Attention is currently required from: Paul Menzel. Julius Werner has posted comments on this change. ( https://review.coreboot.org/c/coreboot/+/62828 )
Change subject: x86: mmio: Qualify variables as volatile ......................................................................
Patch Set 1:
(1 comment)
Patchset:
PS1:
There is no garantee in the C standard that '(type *)CONSTANT' will actually point to the hardware address 'CONSTANT'. It's just how gcc happens to do it in most cases. [https://gcc.gnu.org/bugzilla/show_bug.cgi?id=99578#c29]
That's it, folks, the GCC developers have now completely lost their minds as well. There's officially no sane compiler left.
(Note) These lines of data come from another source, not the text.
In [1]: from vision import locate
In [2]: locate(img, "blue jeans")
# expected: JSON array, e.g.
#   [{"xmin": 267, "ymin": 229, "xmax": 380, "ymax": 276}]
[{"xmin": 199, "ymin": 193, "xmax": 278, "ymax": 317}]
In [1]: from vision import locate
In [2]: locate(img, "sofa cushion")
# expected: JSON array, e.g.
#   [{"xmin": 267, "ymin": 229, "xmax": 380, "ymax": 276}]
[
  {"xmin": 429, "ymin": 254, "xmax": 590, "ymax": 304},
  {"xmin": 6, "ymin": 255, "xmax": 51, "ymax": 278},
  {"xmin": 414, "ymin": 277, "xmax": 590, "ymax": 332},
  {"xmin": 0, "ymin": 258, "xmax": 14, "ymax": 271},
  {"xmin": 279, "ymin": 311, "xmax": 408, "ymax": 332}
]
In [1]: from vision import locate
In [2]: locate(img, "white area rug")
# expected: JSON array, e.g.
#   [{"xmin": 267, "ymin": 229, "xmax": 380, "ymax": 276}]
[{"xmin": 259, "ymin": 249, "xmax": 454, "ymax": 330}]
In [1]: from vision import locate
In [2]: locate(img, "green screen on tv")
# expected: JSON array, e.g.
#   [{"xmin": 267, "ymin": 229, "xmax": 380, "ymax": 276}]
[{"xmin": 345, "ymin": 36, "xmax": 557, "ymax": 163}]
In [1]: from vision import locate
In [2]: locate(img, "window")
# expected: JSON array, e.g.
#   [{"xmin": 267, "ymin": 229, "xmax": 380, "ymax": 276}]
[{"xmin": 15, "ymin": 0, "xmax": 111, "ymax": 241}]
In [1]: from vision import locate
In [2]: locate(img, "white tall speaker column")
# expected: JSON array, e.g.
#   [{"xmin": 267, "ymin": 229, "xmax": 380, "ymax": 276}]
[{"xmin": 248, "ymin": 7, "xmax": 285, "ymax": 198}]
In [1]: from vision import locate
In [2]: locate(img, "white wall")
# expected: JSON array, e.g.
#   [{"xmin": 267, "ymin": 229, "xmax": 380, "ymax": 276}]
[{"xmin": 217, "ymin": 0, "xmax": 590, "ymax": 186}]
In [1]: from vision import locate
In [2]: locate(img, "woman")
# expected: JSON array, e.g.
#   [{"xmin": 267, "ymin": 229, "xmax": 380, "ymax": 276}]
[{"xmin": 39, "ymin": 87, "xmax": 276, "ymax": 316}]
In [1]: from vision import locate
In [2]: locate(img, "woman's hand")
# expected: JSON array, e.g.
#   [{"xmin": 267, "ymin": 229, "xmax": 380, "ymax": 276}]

Declaring these pointer arguments as volatile has no real meaning in C and is really "wrong" from a theoretical standpoint. Personally, I think I'd prefer if we could wait with uprevving to GCC 11+ until they hopefully have found their senses again and implemented a flag to disable this crap, if we should be so lucky. Or is maybe setting -Wno-array-bounds for a while an option? How useful is that warning?
However, if we want to stick to this then please at least clarify in the commit message that this is a workaround for a GCC bug, not a real fix. And add a comment to mmio.h to point to the bug so we might maybe one day have a chance to revert this back out.